Maybe not heavenly, but still Almighty funny

Jim Carrey is making a comeback, and what a comeback it is. After leaving the film scene for two years (and taking a three-year hiatus from the comedy genre), he is back and busier than ever. Bruce Almighty releases this weekend and Carrey is already working on four more films throughout the next two years. Fortunately, unlike many washed-up stars, Carrey is on the verge of making a successful, and very humorous, comeback.

Bruce Almighty is the story of Bruce Nolan (Carrey), an aspiring TV anchor and a mere mortal, accepting the omniscient and omnipotent powers of God (Morgan Freeman). Bruce has been, as he claims, ignored by God, when in fact he suffers from nothing more than bad luck interwoven with the inability to successfully pursue his goals.

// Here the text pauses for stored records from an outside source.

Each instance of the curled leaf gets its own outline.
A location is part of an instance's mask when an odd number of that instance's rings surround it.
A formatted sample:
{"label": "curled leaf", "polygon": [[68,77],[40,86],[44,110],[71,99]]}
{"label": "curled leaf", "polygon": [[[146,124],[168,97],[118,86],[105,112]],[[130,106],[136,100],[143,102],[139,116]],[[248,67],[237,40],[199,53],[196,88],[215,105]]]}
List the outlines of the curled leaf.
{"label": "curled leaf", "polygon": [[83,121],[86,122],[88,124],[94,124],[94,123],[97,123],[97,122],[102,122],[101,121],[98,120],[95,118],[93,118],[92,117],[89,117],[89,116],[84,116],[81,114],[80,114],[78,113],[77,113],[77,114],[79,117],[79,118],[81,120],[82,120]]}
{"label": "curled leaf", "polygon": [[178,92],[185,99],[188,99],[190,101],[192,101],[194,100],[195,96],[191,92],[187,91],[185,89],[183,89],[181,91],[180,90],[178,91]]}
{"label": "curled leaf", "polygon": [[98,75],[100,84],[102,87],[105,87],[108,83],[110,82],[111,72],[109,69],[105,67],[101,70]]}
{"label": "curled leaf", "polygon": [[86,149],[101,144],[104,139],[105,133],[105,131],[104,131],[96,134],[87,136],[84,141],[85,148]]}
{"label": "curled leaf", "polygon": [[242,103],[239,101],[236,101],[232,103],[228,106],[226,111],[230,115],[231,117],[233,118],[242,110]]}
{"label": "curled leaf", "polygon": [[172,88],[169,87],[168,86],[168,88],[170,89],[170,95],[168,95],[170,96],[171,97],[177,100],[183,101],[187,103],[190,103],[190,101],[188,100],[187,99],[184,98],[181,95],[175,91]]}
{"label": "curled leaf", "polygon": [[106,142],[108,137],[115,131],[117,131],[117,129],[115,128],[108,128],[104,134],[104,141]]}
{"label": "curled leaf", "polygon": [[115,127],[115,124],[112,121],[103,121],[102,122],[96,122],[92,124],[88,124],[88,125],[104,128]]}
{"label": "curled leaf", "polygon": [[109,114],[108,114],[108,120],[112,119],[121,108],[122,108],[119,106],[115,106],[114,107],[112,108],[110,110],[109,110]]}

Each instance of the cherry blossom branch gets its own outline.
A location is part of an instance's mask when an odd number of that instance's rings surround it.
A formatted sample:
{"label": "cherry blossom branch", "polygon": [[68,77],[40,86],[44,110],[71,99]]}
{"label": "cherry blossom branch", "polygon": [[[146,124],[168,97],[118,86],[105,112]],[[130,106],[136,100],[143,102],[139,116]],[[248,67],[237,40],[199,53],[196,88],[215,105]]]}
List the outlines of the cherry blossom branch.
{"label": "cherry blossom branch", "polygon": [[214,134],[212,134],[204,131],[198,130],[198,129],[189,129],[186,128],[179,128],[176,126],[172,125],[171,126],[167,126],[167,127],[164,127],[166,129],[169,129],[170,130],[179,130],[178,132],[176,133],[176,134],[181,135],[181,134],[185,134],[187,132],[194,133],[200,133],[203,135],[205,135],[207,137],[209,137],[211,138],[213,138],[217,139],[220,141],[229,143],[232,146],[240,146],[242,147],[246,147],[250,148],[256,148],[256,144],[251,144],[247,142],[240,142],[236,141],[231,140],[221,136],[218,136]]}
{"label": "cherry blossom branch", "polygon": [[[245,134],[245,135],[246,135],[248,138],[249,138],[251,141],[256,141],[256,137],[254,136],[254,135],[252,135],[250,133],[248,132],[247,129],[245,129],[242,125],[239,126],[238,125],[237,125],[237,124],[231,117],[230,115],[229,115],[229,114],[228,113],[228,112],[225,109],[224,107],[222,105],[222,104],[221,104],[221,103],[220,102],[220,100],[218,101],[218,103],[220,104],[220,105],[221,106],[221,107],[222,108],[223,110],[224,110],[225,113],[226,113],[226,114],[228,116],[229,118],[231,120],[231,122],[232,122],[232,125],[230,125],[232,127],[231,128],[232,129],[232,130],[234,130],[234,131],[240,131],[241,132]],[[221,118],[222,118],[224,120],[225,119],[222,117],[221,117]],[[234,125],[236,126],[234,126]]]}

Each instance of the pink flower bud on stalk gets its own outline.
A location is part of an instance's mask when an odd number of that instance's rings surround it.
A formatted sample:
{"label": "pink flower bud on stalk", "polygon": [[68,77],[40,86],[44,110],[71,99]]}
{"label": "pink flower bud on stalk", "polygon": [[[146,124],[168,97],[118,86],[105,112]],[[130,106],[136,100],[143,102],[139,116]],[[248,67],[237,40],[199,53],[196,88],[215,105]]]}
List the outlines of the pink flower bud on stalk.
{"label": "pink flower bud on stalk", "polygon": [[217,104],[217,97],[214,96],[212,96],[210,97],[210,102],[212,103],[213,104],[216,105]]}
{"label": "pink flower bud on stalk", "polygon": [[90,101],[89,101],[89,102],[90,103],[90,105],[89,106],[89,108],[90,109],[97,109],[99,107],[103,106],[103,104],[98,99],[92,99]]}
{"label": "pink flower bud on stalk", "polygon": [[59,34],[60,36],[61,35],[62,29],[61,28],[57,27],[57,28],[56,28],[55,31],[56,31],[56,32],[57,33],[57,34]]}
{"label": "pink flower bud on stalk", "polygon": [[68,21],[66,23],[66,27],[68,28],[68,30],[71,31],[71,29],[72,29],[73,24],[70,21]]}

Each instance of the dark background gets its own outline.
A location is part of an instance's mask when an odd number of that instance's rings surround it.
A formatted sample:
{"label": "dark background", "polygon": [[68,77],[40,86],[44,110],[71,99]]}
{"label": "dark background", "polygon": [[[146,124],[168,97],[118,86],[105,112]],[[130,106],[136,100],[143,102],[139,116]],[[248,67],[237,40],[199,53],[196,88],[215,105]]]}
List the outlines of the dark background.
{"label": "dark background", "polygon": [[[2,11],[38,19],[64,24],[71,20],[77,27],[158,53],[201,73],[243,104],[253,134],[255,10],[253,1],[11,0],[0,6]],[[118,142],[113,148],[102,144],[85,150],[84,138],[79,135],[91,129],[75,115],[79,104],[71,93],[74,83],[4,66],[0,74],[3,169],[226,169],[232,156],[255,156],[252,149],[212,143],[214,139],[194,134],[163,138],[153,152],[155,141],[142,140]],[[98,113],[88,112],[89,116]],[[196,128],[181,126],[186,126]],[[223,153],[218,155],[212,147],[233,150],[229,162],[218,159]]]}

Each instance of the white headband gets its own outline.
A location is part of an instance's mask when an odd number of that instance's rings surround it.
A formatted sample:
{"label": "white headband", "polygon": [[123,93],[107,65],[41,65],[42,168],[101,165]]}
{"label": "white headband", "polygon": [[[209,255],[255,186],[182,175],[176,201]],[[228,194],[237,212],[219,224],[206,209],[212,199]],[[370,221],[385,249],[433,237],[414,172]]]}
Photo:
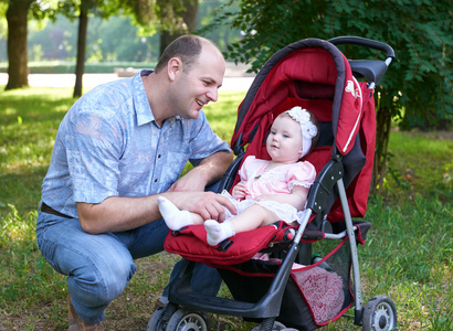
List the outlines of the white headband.
{"label": "white headband", "polygon": [[302,156],[305,157],[312,148],[312,139],[317,135],[318,128],[309,120],[309,113],[302,107],[293,107],[285,111],[294,120],[297,120],[302,130]]}

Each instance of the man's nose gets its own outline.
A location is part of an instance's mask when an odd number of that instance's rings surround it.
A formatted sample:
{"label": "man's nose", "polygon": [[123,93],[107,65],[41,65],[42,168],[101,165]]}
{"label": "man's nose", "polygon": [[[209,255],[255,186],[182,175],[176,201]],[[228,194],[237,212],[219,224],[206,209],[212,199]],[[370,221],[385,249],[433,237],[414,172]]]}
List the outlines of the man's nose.
{"label": "man's nose", "polygon": [[219,99],[219,89],[215,87],[211,87],[207,93],[208,98],[215,103]]}

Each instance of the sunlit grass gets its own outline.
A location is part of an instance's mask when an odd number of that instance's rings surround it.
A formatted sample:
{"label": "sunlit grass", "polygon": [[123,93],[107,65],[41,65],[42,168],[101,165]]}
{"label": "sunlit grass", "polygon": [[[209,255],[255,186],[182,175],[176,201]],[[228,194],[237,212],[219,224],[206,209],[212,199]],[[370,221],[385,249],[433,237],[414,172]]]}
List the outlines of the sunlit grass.
{"label": "sunlit grass", "polygon": [[[245,93],[221,92],[206,107],[219,136],[230,141]],[[34,226],[41,183],[71,88],[3,92],[0,86],[0,330],[67,328],[65,279],[45,263]],[[371,196],[372,227],[359,247],[366,303],[386,295],[397,305],[400,330],[451,330],[453,317],[453,141],[420,132],[392,132],[391,174],[382,196]],[[107,309],[108,330],[146,329],[154,302],[179,258],[159,254],[138,270]],[[240,319],[221,317],[233,330]],[[324,330],[359,330],[340,319]]]}

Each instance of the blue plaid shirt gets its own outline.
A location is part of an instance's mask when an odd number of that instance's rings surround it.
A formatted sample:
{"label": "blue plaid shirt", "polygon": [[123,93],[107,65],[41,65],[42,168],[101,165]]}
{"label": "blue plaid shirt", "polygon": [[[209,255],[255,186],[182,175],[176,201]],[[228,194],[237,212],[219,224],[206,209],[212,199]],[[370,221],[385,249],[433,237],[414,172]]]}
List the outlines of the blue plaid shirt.
{"label": "blue plaid shirt", "polygon": [[167,191],[188,160],[229,151],[202,111],[159,127],[140,75],[93,88],[63,118],[42,185],[42,201],[77,217],[76,202],[144,196]]}

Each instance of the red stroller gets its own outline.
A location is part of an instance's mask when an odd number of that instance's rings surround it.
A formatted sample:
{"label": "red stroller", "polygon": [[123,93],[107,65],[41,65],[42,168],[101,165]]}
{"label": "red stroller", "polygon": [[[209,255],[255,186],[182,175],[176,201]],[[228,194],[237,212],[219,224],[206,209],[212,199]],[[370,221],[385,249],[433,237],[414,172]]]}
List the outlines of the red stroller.
{"label": "red stroller", "polygon": [[[386,61],[348,61],[335,46],[339,44],[383,51]],[[169,234],[166,250],[190,261],[170,287],[170,303],[156,310],[147,330],[209,330],[203,312],[255,321],[259,324],[253,330],[314,330],[352,306],[355,323],[364,330],[396,329],[391,299],[377,296],[362,307],[357,242],[365,243],[370,223],[352,220],[362,217],[367,207],[375,153],[373,88],[393,57],[393,50],[384,43],[341,36],[302,40],[270,58],[239,107],[231,142],[238,157],[220,190],[236,183],[247,156],[268,159],[264,141],[273,118],[302,106],[316,116],[320,131],[306,159],[318,174],[304,220],[297,228],[278,222],[240,233],[217,248],[206,243],[202,225]],[[313,258],[313,245],[318,242],[324,258]],[[252,258],[259,252],[271,258]],[[192,291],[193,261],[218,268],[234,299]]]}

After being unfairly passed up for a promotion and an incident of momentary insanity on a live TV feed, Bruce gets fired, thrown out of his job and beaten up. Finally, after cursing at the Lord and challenging the Almighty to give him a sign, Bruce keeps getting paged by a mysterious phone number.

Eventually, after returning the call, the number leads him to God, an apparent rendition of the Christian supreme being, who wants to take a vacation and picks Bruce to take his powers. Thinking this task will be easy, Bruce accepts the offer. There are only two rules to this deal: Bruce must not let anyone know he has the powers, and he may not interfere with free will.

The rest of the film includes everything from Bruce parting the soup in his bowl to a rather lengthy lecture from God about the responsibilities a divine being has.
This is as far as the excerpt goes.